Our study showed that smoking is an important risk factor in causing anastomosis leaks (P = 0.016; Table 3) and the anastomotic leakage group did not show any significant comorbidities associated with the incidence of the leak.
Leakage After 5 Days (No.) | P-Value | |
---|---|---|
Number of cartridges | 0.280 | |
1 | 0 | |
2 | 2 | |
3 | 1 | |
4 | 1 | |
Smoker (cigarette or opium) | 3 | 0.016 a |
Leakage After 5 Days of Surgery Relation to Number of Cartridges and Smoking
In the present study, three patients presented with perianal abscess and were examined under anaesthesia and treated by incision and drainage. One patient that presented with peritonitis was treated by laparoscopic exploration and irrigation with normal saline and drainage.
5. Discussion
Leakage of anastomosis is a serious complication in rectal surgery with significant morbidity. We conducted this study to identify the risks and find preventive measures. The level of anastomosis is related to the site of surgery and the more distal it is, the greater the chance of leakage (25), which is why ileostomy is indicated even if the patient has not been neoadjuvant and has been given a coloanal anastomosis. Due to referral cases from other centers, most of our cases were mid- and lower-rectal cancer and these patients have more difficulty managing. The level of anastomosis is dependent on anterior resection, low anterior resection, and ultra-low anterior resection. In the present study, the low anterior resection had the most frequency (66.1%, Table 1).
In this study, anastomotic leaks had occurred in 2.33% (4 men) of patients after 5 postoperative days. Concerning the timing of leakage after surgery, early leakage (within 0 - 4 postoperative days) may be due to technical factors (23) but in all participants in this research leakage occurred after 5 postoperative days, pointing to factors other than technical issues as the cause but after 5 days it could be due to comorbidities and immune deficiency.
Most of the studies revealed that the higher number of stapler firings for rectal division increases the chance of leakage (1) and the mean number of cartridge usage in the current research was 2.27 ± 0.87 (Table 1) and the relation between the number of cartridges and the chance of leakage was not statistically significant, perhaps due to the low number of cases of leakage (P = 0.280; Table 3).

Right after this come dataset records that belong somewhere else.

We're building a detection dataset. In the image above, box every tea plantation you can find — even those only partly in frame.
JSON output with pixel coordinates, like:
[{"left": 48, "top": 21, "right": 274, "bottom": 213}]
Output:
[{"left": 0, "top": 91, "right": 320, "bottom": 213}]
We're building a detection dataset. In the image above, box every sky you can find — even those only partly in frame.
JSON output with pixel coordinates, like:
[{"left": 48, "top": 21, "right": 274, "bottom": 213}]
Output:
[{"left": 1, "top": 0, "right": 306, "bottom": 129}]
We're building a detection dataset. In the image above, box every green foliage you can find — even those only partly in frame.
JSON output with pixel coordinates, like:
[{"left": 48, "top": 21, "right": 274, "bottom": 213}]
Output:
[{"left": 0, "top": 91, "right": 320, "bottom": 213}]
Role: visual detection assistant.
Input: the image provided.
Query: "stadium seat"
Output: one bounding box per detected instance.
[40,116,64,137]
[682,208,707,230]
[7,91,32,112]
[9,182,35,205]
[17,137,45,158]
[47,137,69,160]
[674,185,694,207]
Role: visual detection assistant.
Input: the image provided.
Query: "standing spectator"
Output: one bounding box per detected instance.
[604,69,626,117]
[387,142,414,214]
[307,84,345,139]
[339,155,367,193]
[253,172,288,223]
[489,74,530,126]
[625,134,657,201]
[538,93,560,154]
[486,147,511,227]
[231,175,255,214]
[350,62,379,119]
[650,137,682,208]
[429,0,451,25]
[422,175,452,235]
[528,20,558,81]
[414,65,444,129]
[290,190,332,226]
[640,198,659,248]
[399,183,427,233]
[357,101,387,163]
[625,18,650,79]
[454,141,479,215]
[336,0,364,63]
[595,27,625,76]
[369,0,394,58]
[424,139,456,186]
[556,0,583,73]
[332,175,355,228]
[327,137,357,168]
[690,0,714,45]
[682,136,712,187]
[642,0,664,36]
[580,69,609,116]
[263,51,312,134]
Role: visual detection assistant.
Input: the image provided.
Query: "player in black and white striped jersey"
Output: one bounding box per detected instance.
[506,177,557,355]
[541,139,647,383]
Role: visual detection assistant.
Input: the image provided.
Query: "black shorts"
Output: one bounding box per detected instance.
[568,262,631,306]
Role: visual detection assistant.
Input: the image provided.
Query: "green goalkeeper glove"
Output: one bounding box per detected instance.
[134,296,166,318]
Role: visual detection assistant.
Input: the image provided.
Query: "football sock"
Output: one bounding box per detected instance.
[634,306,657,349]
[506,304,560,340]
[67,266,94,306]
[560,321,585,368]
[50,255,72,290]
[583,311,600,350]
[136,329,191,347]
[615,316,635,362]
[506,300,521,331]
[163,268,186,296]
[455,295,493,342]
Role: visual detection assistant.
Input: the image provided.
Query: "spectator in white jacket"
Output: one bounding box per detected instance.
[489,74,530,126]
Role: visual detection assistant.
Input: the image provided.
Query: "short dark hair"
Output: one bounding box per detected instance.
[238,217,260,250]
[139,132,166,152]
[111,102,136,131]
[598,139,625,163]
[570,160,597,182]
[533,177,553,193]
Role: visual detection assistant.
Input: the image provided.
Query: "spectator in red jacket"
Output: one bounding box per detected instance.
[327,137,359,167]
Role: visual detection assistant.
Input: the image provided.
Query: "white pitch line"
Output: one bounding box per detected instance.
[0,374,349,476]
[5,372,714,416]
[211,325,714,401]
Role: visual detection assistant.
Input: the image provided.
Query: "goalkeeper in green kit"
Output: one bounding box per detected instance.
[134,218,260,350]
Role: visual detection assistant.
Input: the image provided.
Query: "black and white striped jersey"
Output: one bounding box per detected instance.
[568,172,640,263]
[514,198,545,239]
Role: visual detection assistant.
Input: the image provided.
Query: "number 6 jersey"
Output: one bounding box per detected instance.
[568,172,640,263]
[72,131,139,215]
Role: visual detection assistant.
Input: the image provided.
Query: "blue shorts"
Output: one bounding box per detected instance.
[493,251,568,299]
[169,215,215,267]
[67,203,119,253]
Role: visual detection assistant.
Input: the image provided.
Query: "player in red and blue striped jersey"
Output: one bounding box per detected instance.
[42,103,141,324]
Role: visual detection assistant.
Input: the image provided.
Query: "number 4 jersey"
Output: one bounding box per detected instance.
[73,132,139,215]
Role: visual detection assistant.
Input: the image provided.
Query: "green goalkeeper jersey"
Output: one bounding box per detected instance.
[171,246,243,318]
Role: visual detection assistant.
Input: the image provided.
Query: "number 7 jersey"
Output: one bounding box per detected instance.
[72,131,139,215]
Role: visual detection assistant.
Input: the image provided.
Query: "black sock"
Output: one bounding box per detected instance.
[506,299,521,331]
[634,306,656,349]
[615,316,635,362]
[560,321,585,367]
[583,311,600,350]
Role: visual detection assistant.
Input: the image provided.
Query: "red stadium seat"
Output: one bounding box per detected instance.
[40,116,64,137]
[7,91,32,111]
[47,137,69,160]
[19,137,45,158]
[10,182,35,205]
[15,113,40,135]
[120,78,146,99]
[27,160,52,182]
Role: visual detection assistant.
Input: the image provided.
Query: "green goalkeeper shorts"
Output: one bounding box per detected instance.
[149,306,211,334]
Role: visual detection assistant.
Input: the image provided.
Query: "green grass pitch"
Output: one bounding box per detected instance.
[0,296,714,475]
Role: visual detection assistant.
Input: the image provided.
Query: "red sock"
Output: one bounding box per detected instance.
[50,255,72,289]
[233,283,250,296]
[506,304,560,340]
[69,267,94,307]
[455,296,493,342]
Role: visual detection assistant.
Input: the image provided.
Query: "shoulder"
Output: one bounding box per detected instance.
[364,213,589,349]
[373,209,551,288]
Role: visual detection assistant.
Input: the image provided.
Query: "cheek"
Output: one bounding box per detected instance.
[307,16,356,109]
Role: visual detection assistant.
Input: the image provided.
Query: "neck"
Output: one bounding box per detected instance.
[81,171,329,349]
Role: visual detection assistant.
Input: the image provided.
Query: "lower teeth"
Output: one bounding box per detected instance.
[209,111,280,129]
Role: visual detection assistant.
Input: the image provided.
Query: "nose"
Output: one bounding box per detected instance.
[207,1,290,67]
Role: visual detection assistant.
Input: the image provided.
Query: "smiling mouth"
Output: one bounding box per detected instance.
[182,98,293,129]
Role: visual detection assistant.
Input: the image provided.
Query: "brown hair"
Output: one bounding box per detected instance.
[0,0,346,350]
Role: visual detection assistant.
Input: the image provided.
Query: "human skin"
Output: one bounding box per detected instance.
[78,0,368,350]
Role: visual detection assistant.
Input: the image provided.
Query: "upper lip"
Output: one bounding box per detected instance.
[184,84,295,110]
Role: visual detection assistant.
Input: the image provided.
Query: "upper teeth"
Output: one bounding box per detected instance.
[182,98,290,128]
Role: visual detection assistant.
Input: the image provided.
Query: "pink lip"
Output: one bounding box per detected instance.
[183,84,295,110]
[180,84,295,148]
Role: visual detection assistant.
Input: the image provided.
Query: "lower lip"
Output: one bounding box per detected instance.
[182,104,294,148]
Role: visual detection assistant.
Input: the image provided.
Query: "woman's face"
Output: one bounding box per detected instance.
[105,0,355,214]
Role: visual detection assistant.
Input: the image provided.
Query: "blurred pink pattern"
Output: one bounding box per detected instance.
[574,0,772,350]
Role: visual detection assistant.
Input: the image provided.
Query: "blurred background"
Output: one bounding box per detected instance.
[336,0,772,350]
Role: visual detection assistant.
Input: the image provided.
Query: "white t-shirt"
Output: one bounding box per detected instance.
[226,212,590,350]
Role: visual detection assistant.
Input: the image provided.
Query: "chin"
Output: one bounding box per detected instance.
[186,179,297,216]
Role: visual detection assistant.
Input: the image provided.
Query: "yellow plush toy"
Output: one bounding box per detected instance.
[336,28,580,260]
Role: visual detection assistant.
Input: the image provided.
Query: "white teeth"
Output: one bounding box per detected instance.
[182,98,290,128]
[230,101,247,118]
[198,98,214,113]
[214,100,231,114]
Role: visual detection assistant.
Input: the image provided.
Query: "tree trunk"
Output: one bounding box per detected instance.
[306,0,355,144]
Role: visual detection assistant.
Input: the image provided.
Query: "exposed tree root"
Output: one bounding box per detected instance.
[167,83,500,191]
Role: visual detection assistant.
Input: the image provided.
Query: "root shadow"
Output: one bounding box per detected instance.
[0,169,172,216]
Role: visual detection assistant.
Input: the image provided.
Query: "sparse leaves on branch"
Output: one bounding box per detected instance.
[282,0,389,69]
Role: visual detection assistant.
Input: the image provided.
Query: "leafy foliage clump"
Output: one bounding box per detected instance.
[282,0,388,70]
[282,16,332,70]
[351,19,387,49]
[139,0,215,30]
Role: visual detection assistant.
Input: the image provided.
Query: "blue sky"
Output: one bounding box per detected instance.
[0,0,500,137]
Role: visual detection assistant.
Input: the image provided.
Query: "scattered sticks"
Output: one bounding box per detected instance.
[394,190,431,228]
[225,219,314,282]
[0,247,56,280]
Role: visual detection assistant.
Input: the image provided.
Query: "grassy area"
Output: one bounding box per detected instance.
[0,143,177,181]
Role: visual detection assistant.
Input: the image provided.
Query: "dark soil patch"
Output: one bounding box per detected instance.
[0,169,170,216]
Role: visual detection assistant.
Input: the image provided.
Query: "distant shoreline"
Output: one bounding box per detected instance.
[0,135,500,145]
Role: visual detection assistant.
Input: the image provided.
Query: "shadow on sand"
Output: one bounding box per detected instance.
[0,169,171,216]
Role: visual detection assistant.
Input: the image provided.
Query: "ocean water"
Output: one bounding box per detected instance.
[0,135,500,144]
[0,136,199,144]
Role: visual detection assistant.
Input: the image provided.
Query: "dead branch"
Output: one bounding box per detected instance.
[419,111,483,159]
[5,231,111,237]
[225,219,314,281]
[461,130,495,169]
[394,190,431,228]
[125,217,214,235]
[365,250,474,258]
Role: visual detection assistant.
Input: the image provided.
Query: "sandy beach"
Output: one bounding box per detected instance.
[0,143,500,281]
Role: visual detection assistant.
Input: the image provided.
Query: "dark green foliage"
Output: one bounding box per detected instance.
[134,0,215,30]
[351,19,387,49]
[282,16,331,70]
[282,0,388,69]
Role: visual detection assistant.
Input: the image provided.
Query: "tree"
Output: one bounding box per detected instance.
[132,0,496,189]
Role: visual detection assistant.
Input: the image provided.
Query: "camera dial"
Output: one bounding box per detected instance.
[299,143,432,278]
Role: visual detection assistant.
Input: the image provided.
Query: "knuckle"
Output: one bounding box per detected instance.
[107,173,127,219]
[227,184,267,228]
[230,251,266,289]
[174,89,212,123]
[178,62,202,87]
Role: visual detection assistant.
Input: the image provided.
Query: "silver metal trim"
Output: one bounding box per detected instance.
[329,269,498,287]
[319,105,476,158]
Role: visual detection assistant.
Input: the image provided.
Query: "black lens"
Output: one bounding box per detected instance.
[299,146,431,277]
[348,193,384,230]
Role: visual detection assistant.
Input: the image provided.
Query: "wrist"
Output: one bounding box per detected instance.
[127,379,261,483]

Splenic flexure mobilization was performed in 71.3% (50 women and 72 men) of patients, two of which had anastomotic leakage in our study. Most of authors recommend splenic flexure mobilization to decrease the tension in colorectal anastomosis since it will decrease the leakage risk (26). Despite the fact that splenic flexure was mobilized, the incidence of anastomotic leak in most of our cases showed that other factors may be responsible rather than tension.
Of the 171 rectal surgeries, 69.0% of patients were diverted by loop ileostomy and 1.16% of were supported by ghost ileostomy. The remaining 29.8% of the patients did not undergo ileostomy (Table 1). There is no consensus on whether ileostomy should protect the distal anastomosis or be useful in treating leakage. In this study, most cases had an ileostomy and our results were inconclusive, perhaps due to the low number of cases.
Smoking is the main risk factor for anastomotic leak in low rectal resection (5) and, in the present study; some of our cases had a history of smoking (16.1%; Table 1). Findings showed that smoking is an important risk factor in causing anastomosis leaks (P = 0.016; Table 3). In our study, the anastomotic leakage group did not show any significant comorbidities associated with the incidence of the leak. There were significant differences between men and women in the number of cartridges used (P = 0.023; Table 2) and it could be related to the anatomical difference between them.
5.1. Conclusions
The higher number of stapler firings for rectal division, history of smoking, level of anastomosis, and male sex were seen to be independent risk factors for the anastomotic leak.